Right when sales of lilies and hydrangeas would be driven by Easter, orders wilted – and so too did the flowers, with nowhere to go.
“We dumped a lot of flowers,” Koole said recently.
It was enough to scare the family-run operation, which specializes in potted, hanging plants, into planting less without knowing what loomed over the horizon.
At Walden Gardens, a 330,000-square-foot potted plant wholesaler in Wainfleet, president Bob Newhouse shared a similar story.
“Your experience tells you how much to grow,” he said.
Except, much like the rest of us, Newhouse and other Niagara flower growers don’t have experience trying to adapt business to a health crisis.
And since products streaming in week after week from across the globe need to be planted well in advance of when they’re ready to be sold, growers can’t exactly implement changes quickly. So, they cut production.
“In March, when everything hit, we tried to slow things down,” he said. Typically, that would be a vital time for planting in advance of the coming summer months.
By the time July rolled around, life had begun to return again and with it, so did demand, as people dove into gardening for a stay-at-home escape.
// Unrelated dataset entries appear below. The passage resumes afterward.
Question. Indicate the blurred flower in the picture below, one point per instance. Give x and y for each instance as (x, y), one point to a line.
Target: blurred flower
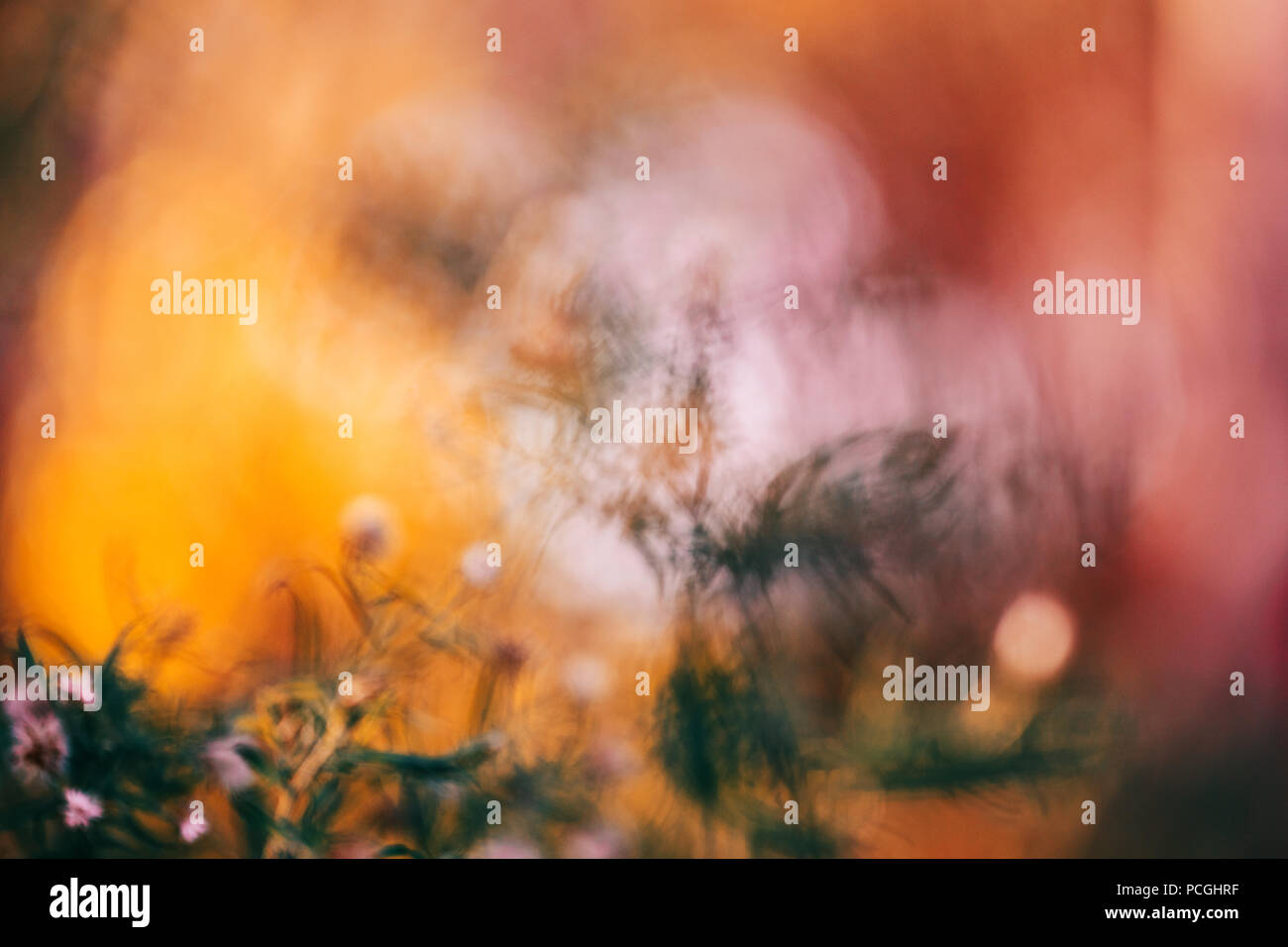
(189, 831)
(39, 748)
(16, 710)
(506, 848)
(230, 766)
(81, 808)
(476, 569)
(507, 656)
(587, 678)
(603, 841)
(610, 759)
(368, 527)
(355, 848)
(1034, 637)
Newhouse admits that in trying to anticipate a slowdown, the operation missed its summer opportunity.
With the majority of their business coming from the U.S., retail has since been able to adjust and keep the machine churning.
“There’s been added confidence,” Newhouse said of the fall and holiday season.
In the back of his mind, he worries about another full-blown lockdown scenario, but he believes indicators are strong for a stable season ahead.
When it takes upwards of 20 weeks of planning and growth ahead of time, Newhouse said, “We have to be optimistic.”
Country Basket Garden Centre owners Paul and Pam Bongers opted out of selling Easter-focused flowers from their Niagara Falls retail location some years ago. It’s that lucky decision Paul credits with saving their business from having to toss product last year.
The March scare, he said, created “an incredible amount of fear in the industry.”
But when they reopened their doors in early May, business boomed with steady lineups for over a month.
“It was crazy, it was absolutely crazy,” he said over a recent phone call. “We had our best season ever; we blew it out of the water.”
“Once we realized that we could be open … we just kept planting and planting and growing whatever we could get our hands on,” he said.
Though he noticed a decrease in poinsettias sales, coinciding with a lack of businesses decorating for the holidays, overall, sales were up across the board.
As for what the coming growing season holds, Paul quipped that his “crystal ball” is a little cloudy right now, but added that “if people continue to homestead, we’re pretty much going to be on par for what we did last year.”
Back at Creekside, Koole said they’re growing everything they can.
“Right now we’re getting orders for Easter and spring as well, everything seems to be back to normal,” he said.
The question on growers’ minds: will it last?